When we throw in the Symbionese Liberation Army letter mailed on February 10th 1974 to the Hearst family beginning with "Dear" and signing off with "A friend", just like the February 3rd 1974 SLA letter to the San Francisco Chronicle, seven days earlier, it becomes apparent that both the February 3rd 1974 and July 8th 1974 communications have one author, who is connected to the February 10th 1974 letter. But will this article make any difference to individuals, who for decades have believed the SLA and Red Phantom letters are from the Zodiac Killer. The answer is an unequivocal no - because these individuals don't follow evidence and lines of logic - they follow the notion of what they have been told to be true in absence of any reasoning. What they have been indoctrinated with for decades is too powerful for any logic to penetrate. Ask them why they believe the Red Phantom letter to be genuine, and they will tell you that handwriting document examiners told them so. The very same document examiners that can't agree with themselves about certain other Zodiac letters - and the many certified document examiners who cannot agree with each other on who authored the JonBenet Ramsey 3-page ransom note. Not to mention the certified document examiners who align themselves to multiple "Zodiac suspects" who can't all be the Zodiac Killer. Yet people will still quote the authorative statement of a document examiner as evidence, despite the very nature of handwriting analysis being subjective. In absence of this argument, I'm still waiting for a logical and coherent answer to why this letter is genuine Zodiac material. They can't give you one, because there isn't one.
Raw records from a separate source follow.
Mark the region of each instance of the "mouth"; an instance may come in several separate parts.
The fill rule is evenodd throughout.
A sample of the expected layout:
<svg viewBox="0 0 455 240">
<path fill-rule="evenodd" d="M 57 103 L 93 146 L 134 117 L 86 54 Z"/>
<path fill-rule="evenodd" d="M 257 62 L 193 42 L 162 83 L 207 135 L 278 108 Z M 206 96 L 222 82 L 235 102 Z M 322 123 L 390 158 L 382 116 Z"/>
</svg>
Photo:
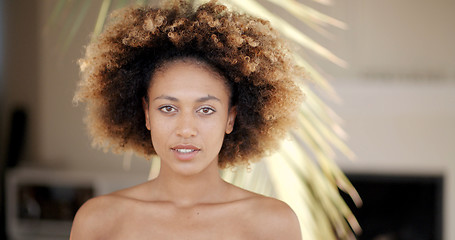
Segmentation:
<svg viewBox="0 0 455 240">
<path fill-rule="evenodd" d="M 178 151 L 178 152 L 181 152 L 181 153 L 189 153 L 189 152 L 194 152 L 194 151 L 200 151 L 201 149 L 196 147 L 196 146 L 193 146 L 193 145 L 190 145 L 190 144 L 180 144 L 180 145 L 176 145 L 174 147 L 171 147 L 172 150 L 174 151 Z"/>
<path fill-rule="evenodd" d="M 195 147 L 193 145 L 177 145 L 171 148 L 174 152 L 177 159 L 182 161 L 188 161 L 193 159 L 199 151 L 200 148 Z"/>
</svg>

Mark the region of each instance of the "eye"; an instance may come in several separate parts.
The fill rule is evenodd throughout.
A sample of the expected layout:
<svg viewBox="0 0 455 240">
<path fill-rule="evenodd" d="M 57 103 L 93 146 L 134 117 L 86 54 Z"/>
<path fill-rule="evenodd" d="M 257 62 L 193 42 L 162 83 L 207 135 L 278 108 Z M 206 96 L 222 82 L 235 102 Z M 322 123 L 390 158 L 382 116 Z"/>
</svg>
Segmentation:
<svg viewBox="0 0 455 240">
<path fill-rule="evenodd" d="M 170 105 L 166 105 L 166 106 L 162 106 L 160 108 L 158 108 L 161 112 L 164 112 L 164 113 L 173 113 L 173 112 L 177 112 L 177 109 L 173 106 L 170 106 Z"/>
<path fill-rule="evenodd" d="M 211 107 L 201 107 L 197 110 L 198 113 L 202 113 L 204 115 L 210 115 L 210 114 L 213 114 L 215 111 L 215 109 L 211 108 Z"/>
</svg>

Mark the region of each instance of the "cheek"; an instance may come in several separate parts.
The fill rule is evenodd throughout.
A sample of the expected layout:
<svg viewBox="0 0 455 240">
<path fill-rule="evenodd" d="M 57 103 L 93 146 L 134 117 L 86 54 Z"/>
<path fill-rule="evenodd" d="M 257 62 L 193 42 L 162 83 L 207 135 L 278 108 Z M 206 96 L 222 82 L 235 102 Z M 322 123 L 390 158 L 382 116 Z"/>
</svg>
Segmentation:
<svg viewBox="0 0 455 240">
<path fill-rule="evenodd" d="M 168 137 L 170 136 L 169 132 L 169 122 L 160 121 L 157 118 L 150 118 L 150 134 L 151 141 L 155 151 L 159 153 L 161 148 L 165 145 Z"/>
<path fill-rule="evenodd" d="M 224 121 L 205 122 L 201 124 L 199 133 L 204 136 L 205 142 L 209 144 L 222 145 L 226 130 Z"/>
</svg>

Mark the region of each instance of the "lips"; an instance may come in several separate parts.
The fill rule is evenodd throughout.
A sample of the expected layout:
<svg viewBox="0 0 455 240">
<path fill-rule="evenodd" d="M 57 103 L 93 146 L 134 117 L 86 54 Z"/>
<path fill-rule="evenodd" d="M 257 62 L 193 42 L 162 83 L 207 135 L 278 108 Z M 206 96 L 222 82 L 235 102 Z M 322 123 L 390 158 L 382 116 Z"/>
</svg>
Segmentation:
<svg viewBox="0 0 455 240">
<path fill-rule="evenodd" d="M 181 161 L 189 161 L 201 151 L 200 148 L 193 145 L 177 145 L 172 147 L 171 150 L 174 152 L 175 157 Z"/>
</svg>

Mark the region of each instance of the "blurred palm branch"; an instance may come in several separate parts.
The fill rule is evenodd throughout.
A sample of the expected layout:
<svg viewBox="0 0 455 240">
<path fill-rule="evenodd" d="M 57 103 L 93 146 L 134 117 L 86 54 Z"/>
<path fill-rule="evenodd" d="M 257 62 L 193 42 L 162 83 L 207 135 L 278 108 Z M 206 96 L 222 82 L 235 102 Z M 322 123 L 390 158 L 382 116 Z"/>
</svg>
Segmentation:
<svg viewBox="0 0 455 240">
<path fill-rule="evenodd" d="M 189 1 L 199 5 L 208 0 Z M 303 47 L 306 51 L 313 51 L 333 64 L 347 67 L 343 59 L 313 41 L 279 15 L 269 11 L 260 2 L 268 1 L 286 10 L 302 24 L 322 35 L 327 33 L 325 30 L 327 26 L 346 29 L 347 26 L 342 21 L 297 0 L 219 1 L 238 11 L 269 20 L 290 42 Z M 312 1 L 329 5 L 332 0 Z M 129 4 L 149 3 L 156 1 L 102 0 L 92 38 L 101 33 L 105 20 L 112 10 Z M 59 0 L 55 4 L 46 25 L 49 28 L 64 19 L 66 32 L 62 32 L 60 38 L 63 51 L 71 45 L 92 5 L 91 0 Z M 295 55 L 295 59 L 307 70 L 311 83 L 316 88 L 324 90 L 333 99 L 338 99 L 334 89 L 312 64 L 299 55 Z M 355 188 L 334 162 L 334 158 L 336 151 L 350 159 L 355 158 L 355 155 L 344 143 L 346 134 L 339 125 L 339 117 L 308 84 L 302 84 L 306 101 L 300 108 L 299 128 L 290 132 L 290 137 L 283 141 L 281 150 L 260 163 L 223 170 L 222 176 L 235 185 L 287 202 L 299 217 L 303 239 L 353 239 L 354 233 L 359 234 L 361 229 L 339 190 L 349 194 L 358 206 L 361 205 L 361 200 Z M 157 172 L 157 162 L 152 161 L 151 175 Z"/>
</svg>

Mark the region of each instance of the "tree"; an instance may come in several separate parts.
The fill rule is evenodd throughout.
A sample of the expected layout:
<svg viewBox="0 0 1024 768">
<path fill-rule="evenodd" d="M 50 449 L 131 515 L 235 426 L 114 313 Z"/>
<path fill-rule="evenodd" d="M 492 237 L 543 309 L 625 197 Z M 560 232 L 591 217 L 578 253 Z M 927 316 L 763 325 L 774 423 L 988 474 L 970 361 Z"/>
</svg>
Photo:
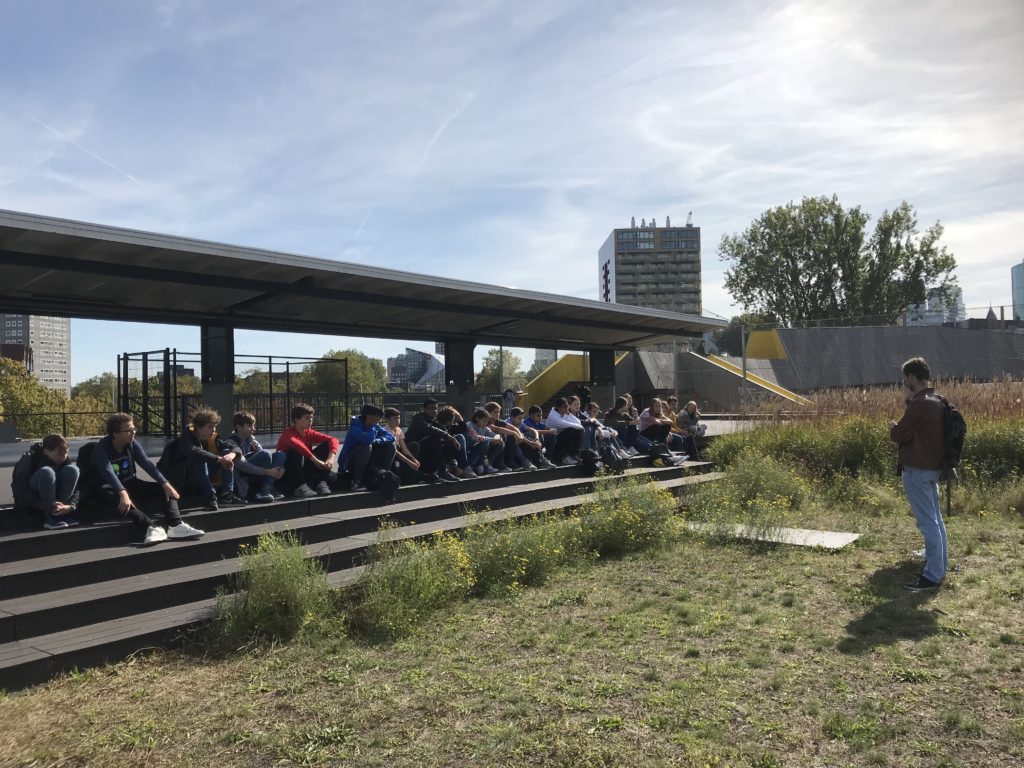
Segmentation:
<svg viewBox="0 0 1024 768">
<path fill-rule="evenodd" d="M 948 301 L 956 260 L 939 245 L 942 225 L 920 233 L 906 201 L 882 212 L 870 238 L 869 219 L 860 207 L 844 210 L 835 195 L 765 211 L 742 234 L 722 237 L 725 287 L 744 309 L 783 325 L 892 323 L 931 288 Z"/>
<path fill-rule="evenodd" d="M 349 392 L 383 392 L 387 387 L 387 371 L 384 363 L 357 349 L 331 350 L 309 370 L 308 385 L 316 392 L 344 394 L 345 366 L 332 360 L 348 360 Z M 293 387 L 294 389 L 294 387 Z"/>
<path fill-rule="evenodd" d="M 540 360 L 534 358 L 533 365 L 531 365 L 530 370 L 526 372 L 526 380 L 533 381 L 535 378 L 544 373 L 544 371 L 547 370 L 549 365 L 551 365 L 551 363 L 545 362 L 543 358 L 541 358 Z"/>
<path fill-rule="evenodd" d="M 487 350 L 483 368 L 476 375 L 477 392 L 494 395 L 506 389 L 520 389 L 526 384 L 526 374 L 522 371 L 522 366 L 523 361 L 507 349 L 499 350 L 492 347 Z"/>
<path fill-rule="evenodd" d="M 761 312 L 744 312 L 742 315 L 733 317 L 728 326 L 719 328 L 711 334 L 711 339 L 715 342 L 719 352 L 739 357 L 743 354 L 743 328 L 746 328 L 749 336 L 750 332 L 758 326 L 763 328 L 774 324 L 775 319 L 771 315 Z"/>
<path fill-rule="evenodd" d="M 105 403 L 106 408 L 113 410 L 117 406 L 117 375 L 100 373 L 91 379 L 80 381 L 71 388 L 71 397 L 89 397 Z"/>
<path fill-rule="evenodd" d="M 60 432 L 66 406 L 63 392 L 43 386 L 21 363 L 0 357 L 0 407 L 22 437 Z"/>
</svg>

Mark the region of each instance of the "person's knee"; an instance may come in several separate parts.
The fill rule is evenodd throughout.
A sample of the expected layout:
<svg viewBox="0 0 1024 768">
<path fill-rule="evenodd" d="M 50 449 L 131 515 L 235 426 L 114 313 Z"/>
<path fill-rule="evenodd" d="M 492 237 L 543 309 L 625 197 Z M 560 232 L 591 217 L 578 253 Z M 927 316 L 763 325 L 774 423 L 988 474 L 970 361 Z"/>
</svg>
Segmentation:
<svg viewBox="0 0 1024 768">
<path fill-rule="evenodd" d="M 74 478 L 75 480 L 78 480 L 79 473 L 80 473 L 80 470 L 78 469 L 78 465 L 76 465 L 76 464 L 68 464 L 67 466 L 64 466 L 64 467 L 60 468 L 60 471 L 57 473 L 57 477 L 59 477 L 59 478 L 65 478 L 66 477 L 68 479 Z"/>
<path fill-rule="evenodd" d="M 57 482 L 57 473 L 53 467 L 40 467 L 32 475 L 32 480 L 37 484 L 53 485 Z"/>
</svg>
What you will be presented with is this: "I would rather believe a document examiner with first-hand knowledge of the letter than somebody analysing the letter 50 years later". This is not an answer, only whataboutery. It attempts to suspend your critical thinking about the flaws of the handwriting argument shown above, by making a comparison between two individuals and arguing one is better than the other. It doesn't address the issue of why we should believe document examiners who can't agree with one another. You will notice that this issue is ignored when boldly claiming a letter has been authenticated. I would like to know which of the many document examiners got the final vote on which communications made the authenticated list. This is another question that won't be answered by esteemed Zodiac researchers, who have a perfunctory attitude towards any kind of analysis regarding the Zodiac Killer communications. Ignorance is bliss, I guess.